Reputation: 1518
I have massive case condition. I am deriving 2 fields from the case statement. I can write the 2 case statements (complete same logic) to derive each field values separately. May I know is there any easy to way to take care of this situation? Note in Sas both can be derived in one code base.
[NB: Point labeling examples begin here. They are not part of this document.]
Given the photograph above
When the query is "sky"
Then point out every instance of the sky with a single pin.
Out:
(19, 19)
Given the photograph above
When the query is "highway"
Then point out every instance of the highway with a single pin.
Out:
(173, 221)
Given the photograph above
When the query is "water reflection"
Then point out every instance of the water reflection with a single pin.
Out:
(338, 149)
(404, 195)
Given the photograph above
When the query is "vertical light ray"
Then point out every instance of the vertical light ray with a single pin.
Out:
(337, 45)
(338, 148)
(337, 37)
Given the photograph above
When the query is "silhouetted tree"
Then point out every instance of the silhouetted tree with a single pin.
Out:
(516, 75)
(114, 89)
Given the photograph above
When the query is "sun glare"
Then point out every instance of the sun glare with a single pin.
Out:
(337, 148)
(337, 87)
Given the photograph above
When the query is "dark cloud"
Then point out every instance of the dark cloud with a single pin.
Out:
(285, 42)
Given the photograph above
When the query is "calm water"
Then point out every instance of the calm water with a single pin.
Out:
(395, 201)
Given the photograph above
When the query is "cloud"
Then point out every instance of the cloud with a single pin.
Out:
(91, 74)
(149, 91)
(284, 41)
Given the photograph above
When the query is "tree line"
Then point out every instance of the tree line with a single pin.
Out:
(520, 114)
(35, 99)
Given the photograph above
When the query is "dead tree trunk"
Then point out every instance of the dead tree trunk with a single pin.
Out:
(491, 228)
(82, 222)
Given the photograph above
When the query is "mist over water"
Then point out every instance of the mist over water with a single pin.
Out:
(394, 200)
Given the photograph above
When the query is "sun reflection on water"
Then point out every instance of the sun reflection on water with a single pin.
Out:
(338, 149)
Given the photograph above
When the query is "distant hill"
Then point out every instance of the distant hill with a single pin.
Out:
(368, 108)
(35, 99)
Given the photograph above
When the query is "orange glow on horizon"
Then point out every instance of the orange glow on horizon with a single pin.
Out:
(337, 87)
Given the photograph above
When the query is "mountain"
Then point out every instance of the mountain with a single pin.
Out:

Deriving 2 fields:[apps_per_assoc_range,sortvar3]
Ex:
assoc_rangeExpr='''
CASE WHEN avg_apps_per_month<=avg_apps_per_month_per_assoc_str THEN 'LT or EQUAL to Store Average' \
WHEN (avg_apps_per_month > avg_apps_per_month_per_assoc_str) and (avg_apps_per_month<= 2*avg_apps_per_month_per_assoc_str )THEN '2X Store Average' \
Continues for 30 lines
else 'NULL' END as apps_per_assoc_range '''
sortvar3Expr='''
CASE WHEN avg_apps_per_month<=avg_apps_per_month_per_assoc_str THEN 1 \
WHEN (avg_apps_per_month > avg_apps_per_month_per_assoc_str) and (avg_apps_per_month<= 2*avg_apps_per_month_per_assoc_str )THEN 2 \
Continues for 30 lines
else 0 END as sortvar3 '''
Regards Sanjeeb
Upvotes: 1
Views: 605
Reputation: 373
you could use struct. here is an example:
import spark.implicits._
val df = Seq( ("a",1),("b",2),("b",1)
).toDF("type","count")
.withColumn("description", expr("case when count> 0 then struct('gain' as scale, 'positive' as category) else struct('loss' as scale,'negative' as category) end"))
.select(col("type"), col("count"), col("description.scale").as("scale"), col("description.category").as("category"));
df.show()
+----+-----+-----+--------+ |type|count|scale|category| +----+-----+-----+--------+ | a| 1| gain|positive| | b| 2| gain|positive| | b| 1| gain|positive| +----+-----+-----+--------+
Upvotes: 2